Gamhed schien Luxons Gedanken erraten zu können, denn er sagte mit mildem Spott:
»Die Tage deines wilden Lebens sind vorbei, Luxon! In jeder Stadt eine Geliebte, in jeder Schenke ein Trunkenbold, immer gut für eine verschlagene List. Tausende Augen beobachten den Shallad. Nimm Abschied von diesem Leben, denn es wird sich ändern. Deine Schultern werden krumm unter der Last der Verantwortung!«
Luxon wirbelte herum und verschüttete etwas von dem Wein.
Nicht ohne zornige Härte in der Stimme und mit trotzigem Gesichtsausdruck stieß er hervor:
»Eines verspreche ich dir, Gamhed.

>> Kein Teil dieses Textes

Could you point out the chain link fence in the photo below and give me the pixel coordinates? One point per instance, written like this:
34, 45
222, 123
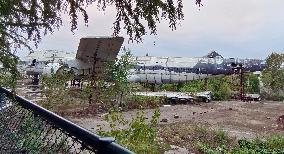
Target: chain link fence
28, 128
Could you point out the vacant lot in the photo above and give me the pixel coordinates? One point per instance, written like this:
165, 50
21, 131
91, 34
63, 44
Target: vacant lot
240, 119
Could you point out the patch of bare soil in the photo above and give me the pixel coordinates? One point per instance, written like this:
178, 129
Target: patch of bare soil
238, 119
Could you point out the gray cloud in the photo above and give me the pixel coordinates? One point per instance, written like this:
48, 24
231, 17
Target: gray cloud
233, 28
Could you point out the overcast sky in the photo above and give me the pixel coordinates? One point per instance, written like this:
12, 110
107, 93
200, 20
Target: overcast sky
233, 28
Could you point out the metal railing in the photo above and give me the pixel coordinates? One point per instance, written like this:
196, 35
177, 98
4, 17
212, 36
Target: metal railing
28, 128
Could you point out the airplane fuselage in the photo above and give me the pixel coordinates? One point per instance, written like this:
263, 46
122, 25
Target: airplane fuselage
179, 69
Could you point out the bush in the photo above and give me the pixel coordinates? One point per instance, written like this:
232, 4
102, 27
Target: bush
139, 135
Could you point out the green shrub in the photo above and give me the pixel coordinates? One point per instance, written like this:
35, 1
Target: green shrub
139, 135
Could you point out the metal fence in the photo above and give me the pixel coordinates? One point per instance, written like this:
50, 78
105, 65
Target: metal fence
28, 128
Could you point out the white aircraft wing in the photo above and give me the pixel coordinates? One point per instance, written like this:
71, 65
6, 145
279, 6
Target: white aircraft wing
98, 50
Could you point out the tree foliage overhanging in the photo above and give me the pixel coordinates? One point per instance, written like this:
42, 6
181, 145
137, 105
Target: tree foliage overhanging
25, 21
22, 21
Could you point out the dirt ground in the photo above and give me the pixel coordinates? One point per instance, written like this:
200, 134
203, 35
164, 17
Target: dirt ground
238, 119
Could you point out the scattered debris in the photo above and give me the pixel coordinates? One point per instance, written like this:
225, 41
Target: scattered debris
164, 120
167, 105
176, 116
280, 122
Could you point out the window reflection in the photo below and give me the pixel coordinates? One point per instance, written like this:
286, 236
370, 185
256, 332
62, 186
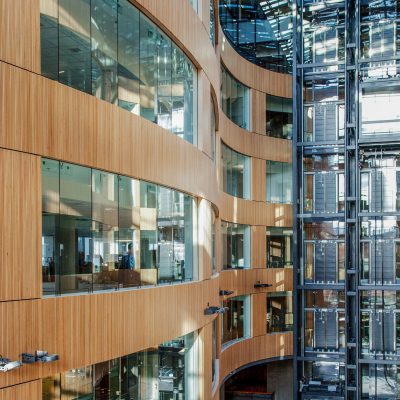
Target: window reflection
235, 245
169, 371
279, 117
235, 172
111, 50
260, 31
234, 99
279, 182
279, 247
103, 231
279, 312
236, 321
323, 32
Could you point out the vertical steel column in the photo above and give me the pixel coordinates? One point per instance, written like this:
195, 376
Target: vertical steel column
352, 196
296, 84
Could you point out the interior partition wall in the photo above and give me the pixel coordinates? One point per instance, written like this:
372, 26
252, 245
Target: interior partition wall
346, 208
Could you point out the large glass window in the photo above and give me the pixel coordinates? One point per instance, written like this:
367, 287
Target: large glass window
212, 23
260, 31
111, 50
380, 251
279, 312
168, 372
323, 252
380, 324
235, 172
324, 316
279, 117
236, 320
279, 182
279, 247
323, 184
235, 245
234, 99
105, 231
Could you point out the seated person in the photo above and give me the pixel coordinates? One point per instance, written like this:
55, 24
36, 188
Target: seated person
128, 260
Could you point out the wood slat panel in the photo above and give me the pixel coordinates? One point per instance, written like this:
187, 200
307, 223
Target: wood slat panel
259, 314
252, 75
258, 107
242, 281
234, 209
206, 362
255, 349
20, 33
68, 125
26, 391
253, 144
87, 329
258, 247
205, 239
20, 226
258, 179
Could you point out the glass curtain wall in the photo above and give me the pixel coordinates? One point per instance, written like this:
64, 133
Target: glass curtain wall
323, 253
279, 312
279, 182
321, 230
235, 245
260, 31
109, 49
325, 321
167, 372
323, 184
379, 253
103, 231
279, 247
236, 320
323, 109
279, 117
235, 101
235, 172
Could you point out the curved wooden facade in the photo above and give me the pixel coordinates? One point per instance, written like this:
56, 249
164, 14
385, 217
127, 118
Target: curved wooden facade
43, 118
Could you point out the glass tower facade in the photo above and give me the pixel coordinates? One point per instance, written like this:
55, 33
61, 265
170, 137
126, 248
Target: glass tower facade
346, 154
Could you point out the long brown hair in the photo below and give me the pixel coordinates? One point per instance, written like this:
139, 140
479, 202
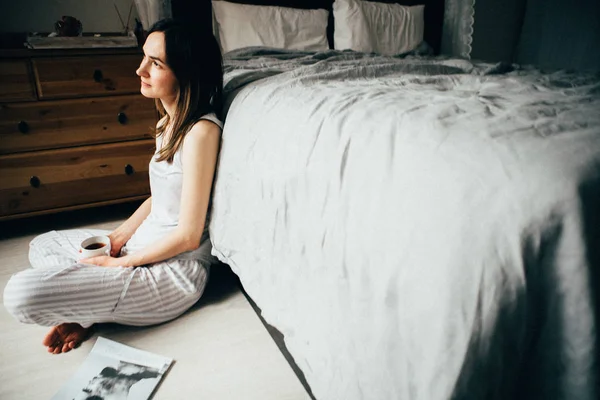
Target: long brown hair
195, 58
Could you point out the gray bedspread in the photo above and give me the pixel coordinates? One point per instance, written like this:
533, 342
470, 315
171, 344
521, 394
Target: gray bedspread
417, 228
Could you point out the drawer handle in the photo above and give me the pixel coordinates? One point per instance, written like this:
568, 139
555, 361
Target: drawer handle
122, 118
23, 127
129, 169
98, 75
34, 181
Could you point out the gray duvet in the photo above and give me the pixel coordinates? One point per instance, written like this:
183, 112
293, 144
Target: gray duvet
417, 228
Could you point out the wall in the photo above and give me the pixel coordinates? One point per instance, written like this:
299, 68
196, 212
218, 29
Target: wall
561, 34
40, 15
496, 29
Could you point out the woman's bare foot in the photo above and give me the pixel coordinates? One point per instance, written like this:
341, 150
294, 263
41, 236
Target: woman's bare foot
64, 337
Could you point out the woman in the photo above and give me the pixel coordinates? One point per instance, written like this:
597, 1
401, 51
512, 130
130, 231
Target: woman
166, 238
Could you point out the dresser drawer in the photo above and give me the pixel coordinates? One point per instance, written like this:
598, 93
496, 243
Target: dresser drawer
60, 178
86, 76
65, 123
15, 84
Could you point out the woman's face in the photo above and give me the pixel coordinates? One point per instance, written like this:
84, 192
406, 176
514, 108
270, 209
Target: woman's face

Und ich schwöre es auch jedem einzelnen Mann im Shalladad: ich werde nicht auf meinem gepolsterten Thron verdorren! Ich bin der Mann der vielen Masken, und ich habe nichts verlernt. Ich werde wie Arruf seinerzeit durch die Gassen gehen, werde meinen Untertanen aufmerksam zuhören und mit ihnen zusammen auf den jungen Shallad schimpfen.«
»Und mit ihren Töchtern und Mägden tändeln, wie ich zu wissen glaube«, murmelte Gamhed kopfschüttelnd.

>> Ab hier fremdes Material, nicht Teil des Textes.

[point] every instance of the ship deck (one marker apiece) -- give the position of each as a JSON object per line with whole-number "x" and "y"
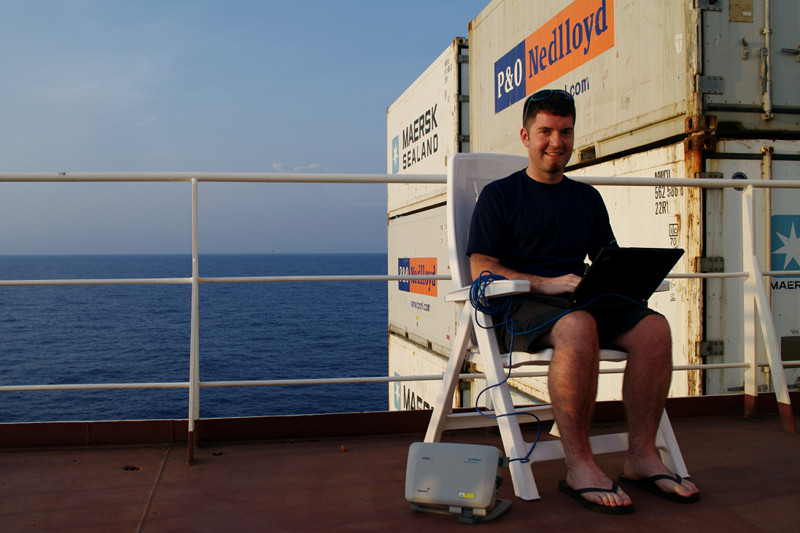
{"x": 748, "y": 471}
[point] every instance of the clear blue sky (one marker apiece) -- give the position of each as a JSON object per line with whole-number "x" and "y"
{"x": 190, "y": 85}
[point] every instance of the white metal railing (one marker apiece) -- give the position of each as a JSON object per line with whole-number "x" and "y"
{"x": 194, "y": 384}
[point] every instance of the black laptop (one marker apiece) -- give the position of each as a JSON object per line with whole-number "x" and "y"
{"x": 634, "y": 273}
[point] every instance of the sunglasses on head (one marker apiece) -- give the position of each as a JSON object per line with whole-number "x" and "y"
{"x": 546, "y": 94}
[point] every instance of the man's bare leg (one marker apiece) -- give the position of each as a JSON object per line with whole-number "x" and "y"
{"x": 572, "y": 383}
{"x": 648, "y": 373}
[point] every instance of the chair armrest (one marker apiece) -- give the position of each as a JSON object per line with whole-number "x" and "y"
{"x": 501, "y": 287}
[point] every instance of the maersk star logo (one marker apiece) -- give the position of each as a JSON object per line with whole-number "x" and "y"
{"x": 396, "y": 155}
{"x": 785, "y": 242}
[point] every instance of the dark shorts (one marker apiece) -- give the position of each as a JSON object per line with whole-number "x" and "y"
{"x": 531, "y": 319}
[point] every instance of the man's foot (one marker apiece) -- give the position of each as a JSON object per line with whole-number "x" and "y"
{"x": 671, "y": 493}
{"x": 605, "y": 505}
{"x": 652, "y": 475}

»So sei es!« stimmte Luxon zu. Er begegnete einem außerordentlich deutlichen Blick des Unglaubens.
»Die Wirklichkeit wird dich einholen und dich eines Besseren belehren«, versprach ihm der alte Kampfgefährte. »Oder, in deinem Sinn, eines Schlechteren.«
»Abwarten«, brummte Luxon. Gamhed hatte eine empfindliche Stelle getroffen. Rasch lenkte Luxon die Unterhaltung wieder auf einen Pfad, der ihm angenehmer und weniger zweifelbeladen war. Zusammen mit Gamhed und einigen Vorstehern der Zünfte, einigen Beratern und den Hauptleuten der Stadtsoldaten besprachen sie weitere Einzelheiten des siebentägigen Festes.

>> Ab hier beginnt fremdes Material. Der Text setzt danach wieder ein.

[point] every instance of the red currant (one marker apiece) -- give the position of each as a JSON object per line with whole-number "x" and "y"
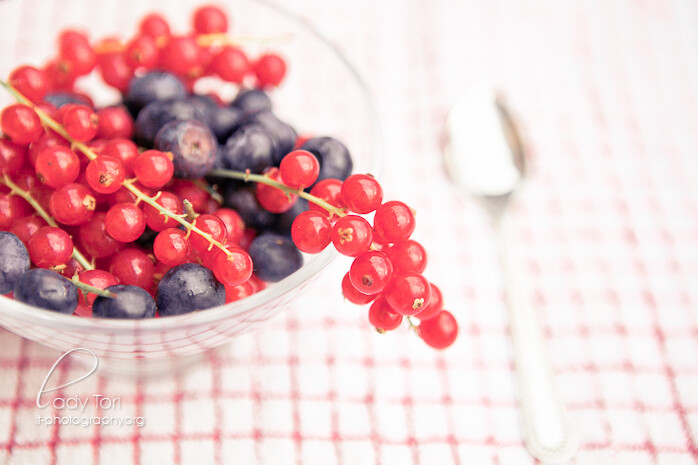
{"x": 270, "y": 70}
{"x": 57, "y": 166}
{"x": 352, "y": 235}
{"x": 352, "y": 295}
{"x": 407, "y": 256}
{"x": 30, "y": 82}
{"x": 361, "y": 193}
{"x": 20, "y": 124}
{"x": 125, "y": 222}
{"x": 394, "y": 221}
{"x": 49, "y": 247}
{"x": 273, "y": 199}
{"x": 232, "y": 268}
{"x": 171, "y": 246}
{"x": 80, "y": 122}
{"x": 370, "y": 272}
{"x": 311, "y": 231}
{"x": 439, "y": 332}
{"x": 155, "y": 219}
{"x": 408, "y": 293}
{"x": 299, "y": 169}
{"x": 72, "y": 204}
{"x": 105, "y": 174}
{"x": 133, "y": 268}
{"x": 329, "y": 190}
{"x": 154, "y": 168}
{"x": 382, "y": 317}
{"x": 94, "y": 239}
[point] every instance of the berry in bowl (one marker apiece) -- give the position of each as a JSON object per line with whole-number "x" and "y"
{"x": 156, "y": 198}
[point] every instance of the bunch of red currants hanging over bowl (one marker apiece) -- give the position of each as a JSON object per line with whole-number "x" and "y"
{"x": 175, "y": 200}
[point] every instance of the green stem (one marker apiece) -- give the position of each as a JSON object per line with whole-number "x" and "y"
{"x": 15, "y": 189}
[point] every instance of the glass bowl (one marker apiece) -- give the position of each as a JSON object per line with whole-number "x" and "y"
{"x": 321, "y": 95}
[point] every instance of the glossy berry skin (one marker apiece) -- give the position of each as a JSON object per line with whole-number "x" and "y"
{"x": 334, "y": 157}
{"x": 20, "y": 124}
{"x": 274, "y": 257}
{"x": 270, "y": 70}
{"x": 394, "y": 221}
{"x": 233, "y": 268}
{"x": 299, "y": 169}
{"x": 132, "y": 267}
{"x": 153, "y": 168}
{"x": 30, "y": 82}
{"x": 46, "y": 289}
{"x": 131, "y": 302}
{"x": 14, "y": 261}
{"x": 382, "y": 317}
{"x": 172, "y": 247}
{"x": 50, "y": 247}
{"x": 352, "y": 295}
{"x": 187, "y": 288}
{"x": 105, "y": 174}
{"x": 210, "y": 20}
{"x": 192, "y": 144}
{"x": 156, "y": 220}
{"x": 72, "y": 204}
{"x": 94, "y": 239}
{"x": 408, "y": 293}
{"x": 80, "y": 122}
{"x": 273, "y": 199}
{"x": 352, "y": 235}
{"x": 436, "y": 304}
{"x": 311, "y": 232}
{"x": 209, "y": 224}
{"x": 125, "y": 222}
{"x": 361, "y": 193}
{"x": 439, "y": 332}
{"x": 329, "y": 190}
{"x": 407, "y": 256}
{"x": 370, "y": 272}
{"x": 57, "y": 166}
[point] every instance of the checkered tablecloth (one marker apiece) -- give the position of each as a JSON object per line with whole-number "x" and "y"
{"x": 606, "y": 93}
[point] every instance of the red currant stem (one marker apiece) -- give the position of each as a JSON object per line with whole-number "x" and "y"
{"x": 247, "y": 177}
{"x": 91, "y": 289}
{"x": 15, "y": 189}
{"x": 56, "y": 126}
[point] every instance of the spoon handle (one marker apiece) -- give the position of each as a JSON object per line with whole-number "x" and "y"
{"x": 548, "y": 431}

Jeder Tag der Feierlichkeiten versinnbildlichte einen Fixpunkt des Lichtboten, und es wäre ein grober Verstoß gegen den Glauben und die Sitten gewesen, diese Regeln nicht einzuhalten.
Ein weiterer Tag verging.
Die Stadt und die leeren Flächen entlang der Straßen, die Täler und die Ufer der Seen rundum füllten sich mit Zelten. Logghards offene Tore ließen unterschiedslos einen jeden ein. Abordnungen erschienen mit großen, verhüllten Krönungsgeschenken. Luxon wurde, wenn er den Palast verließ und mit wenigen Getreuen durch die Gassen und über die Plätze ging, bejubelt und gefeiert.
Aus den Schenken wallte der Rauch zahlloser Feuer auf. Bratenduft und Weingeruch durchzogen Logghard wie die Klänge der Saiten und das Gelächter unendlich vieler Menschen. Man sah fremde Trachten, häßliche Bettler ebenso wie schöne Frauen, steife Vertreter fremder Gesandtschaften und farbenprächtige Kaufleute aus allen Enden des Reiches. Aber ihnen allen, trotz der oft großen Unterschiede, war eines gemeinsam: Sie waren entspannt, lachten und scherzten, und viele von ihnen waren schon am Mittag trunken von Wein und Fröhlichkeit.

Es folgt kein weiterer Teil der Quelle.